Healthy Shopping with Akea
- Read labels.
- When shopping for groceries, ask yourself: Is this something people in the Longevity Hot Spots would eat? Yes if it’s locally grown produce and meats—no chemicals, processing, or preservatives.
- Keep to the perimeter of the grocery store, where the fresh produce tends to be. Avoid the interior aisles, where the chips and other junk foods tend to be.
- On the interior aisles, avoid the UFOs—unidentified food objects. You’ll know them when you see ingredients that are artificial, unrecognizable and unpronounceable.
- When purchasing fruits and vegetables, always look for labels such as Local, Organic, and No GMO (genetic modified organisms).
- If you can’t find fresh produce, your second choice should be frozen fruits and vegetables. Canned foods are lower in nutrients and higher in sodium.
- Look for free-range, organic beef and poultry products. Levels of saturated fats and harmful chemicals should be much lower than in the products of industrial-farmed animals.
- Choose deep-water, wild-caught ocean fish, which is likely to have lower levels of PCBs, dioxin, and other toxic, cancer-causing chemicals. Avoid farm-raised fish.
- Avoid having tuna more than twice a month. It can be high in mercury. Choose tuna caught by the pole-and-line method. It’s friendlier to dolphins and sharks.
- When buying breads, choose 100 percent whole grain, rather than white breads made with refined flours. Avoid the high-fat, high-calorie pastries altogether.
- Avoid high-fat and high-sugar snacks. Choose whole-grain crackers or baked snacks.
- Try to buy nuts in their shells, since the oils in pre-shelled nuts go rancid quickly. Children love cracking the shells open, so it’s a great way to eat nuts.
- Choose water, juice, herbal tea, and organic fair trade coffee over sugary soft drinks and diet drinks, which contain harmful chemicals.

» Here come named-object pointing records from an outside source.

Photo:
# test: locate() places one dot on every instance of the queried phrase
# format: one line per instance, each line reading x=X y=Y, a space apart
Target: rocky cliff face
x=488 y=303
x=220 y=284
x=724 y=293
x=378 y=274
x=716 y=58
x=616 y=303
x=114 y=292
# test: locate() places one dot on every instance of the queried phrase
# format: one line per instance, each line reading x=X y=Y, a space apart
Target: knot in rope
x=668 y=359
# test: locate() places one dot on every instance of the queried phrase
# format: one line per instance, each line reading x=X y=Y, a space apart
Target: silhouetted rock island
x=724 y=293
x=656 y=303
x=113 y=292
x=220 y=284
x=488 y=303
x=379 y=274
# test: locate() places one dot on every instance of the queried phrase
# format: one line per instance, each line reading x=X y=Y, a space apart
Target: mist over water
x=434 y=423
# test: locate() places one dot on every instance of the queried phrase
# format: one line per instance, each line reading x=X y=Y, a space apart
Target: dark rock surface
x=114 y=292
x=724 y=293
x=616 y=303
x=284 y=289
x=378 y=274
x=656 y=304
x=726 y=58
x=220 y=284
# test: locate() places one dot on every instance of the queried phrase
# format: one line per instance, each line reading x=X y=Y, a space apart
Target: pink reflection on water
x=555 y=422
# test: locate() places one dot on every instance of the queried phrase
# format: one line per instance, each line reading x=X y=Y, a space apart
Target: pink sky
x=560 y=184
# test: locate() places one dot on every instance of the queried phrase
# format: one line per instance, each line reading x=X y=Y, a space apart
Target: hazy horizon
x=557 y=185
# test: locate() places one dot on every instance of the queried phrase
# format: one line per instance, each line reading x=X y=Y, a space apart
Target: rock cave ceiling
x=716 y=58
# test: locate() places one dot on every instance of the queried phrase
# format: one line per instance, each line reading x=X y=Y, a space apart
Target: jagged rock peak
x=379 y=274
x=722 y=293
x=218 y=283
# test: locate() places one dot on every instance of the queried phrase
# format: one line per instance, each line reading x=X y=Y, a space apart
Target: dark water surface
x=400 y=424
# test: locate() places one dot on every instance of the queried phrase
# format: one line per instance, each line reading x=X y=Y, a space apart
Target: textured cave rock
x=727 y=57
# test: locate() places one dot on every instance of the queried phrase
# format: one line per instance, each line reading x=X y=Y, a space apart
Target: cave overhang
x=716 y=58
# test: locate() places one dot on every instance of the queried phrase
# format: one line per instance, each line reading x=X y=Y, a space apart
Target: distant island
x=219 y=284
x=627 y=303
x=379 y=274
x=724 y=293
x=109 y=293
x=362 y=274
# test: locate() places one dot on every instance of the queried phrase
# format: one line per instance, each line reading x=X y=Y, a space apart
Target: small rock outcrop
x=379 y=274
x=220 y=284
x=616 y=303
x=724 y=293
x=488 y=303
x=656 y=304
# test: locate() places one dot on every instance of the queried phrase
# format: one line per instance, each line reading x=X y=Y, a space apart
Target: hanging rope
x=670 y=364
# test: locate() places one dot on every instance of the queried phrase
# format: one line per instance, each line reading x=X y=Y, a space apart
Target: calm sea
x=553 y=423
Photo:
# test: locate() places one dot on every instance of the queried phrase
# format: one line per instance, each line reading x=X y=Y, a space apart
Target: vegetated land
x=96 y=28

- “Sugar-free” on the label only refers to sucrose or table sugar. Other sugars to watch for are fructose, maltose, lactose, glucose, dextrose, corn-syrup solids, corn sweeteners, and hydrolyzed corn starch.
- Look for products with healthier sweeteners, such as agave, stevia, or evaporated cane juice. Try sweetening your coffee and tea with raw honey instead of table sugar.
- If you want to use salt in cooking, use sea salt rather than refined table salt, as it should contain some beneficial minerals. Still, use it sparingly.
- When buying soaps, lotions, cleaners, and detergents, look for unscented products. Items with fragrances may contain potentially harmful chemicals.
- Avoid antibacterial soaps with the chemicals triclosan and triclocarban. They’re thought to affect reproductive hormones and the nervous system, and might contribute to the evolution of antibacterial-resistant superbugs.
Healthy Cooking with Akea
- Steam or slow-roast vegetables. Or eat them raw so as to preserve vitamins, minerals, and enzymes.
- Avoid burning or charring meat. You can create pro-aging free radicals and carcinogenic heterocyclic aromatic amines (HAAs).
- Use fresh herbs, garlic, lemon, and spices such turmeric liberally in your food preparation for flavor—rather than salt.
- Try to consume foods that are produced locally to insure they are as fresh as possible.
- Avoid frying. It damages oils and can make them unhealthy. Try sweating onions in olive oil in a heavy-based pan instead.
- If pan-searing or frying, use oils with a very high smoke point, such as coconut, grape seed, peanut, or avocado oils. These oils are more stable higher temperature than corn or olive oil.
- Cook orange and red vegetables such as sweet potatoes and red bell peppers in olive oil. You’ll help make the anti-cancer carotenoids in them more bioavailable in your body.
- Use meat and dairy products to flavor vegetable dishes, rather than using them as the main feature of the dish.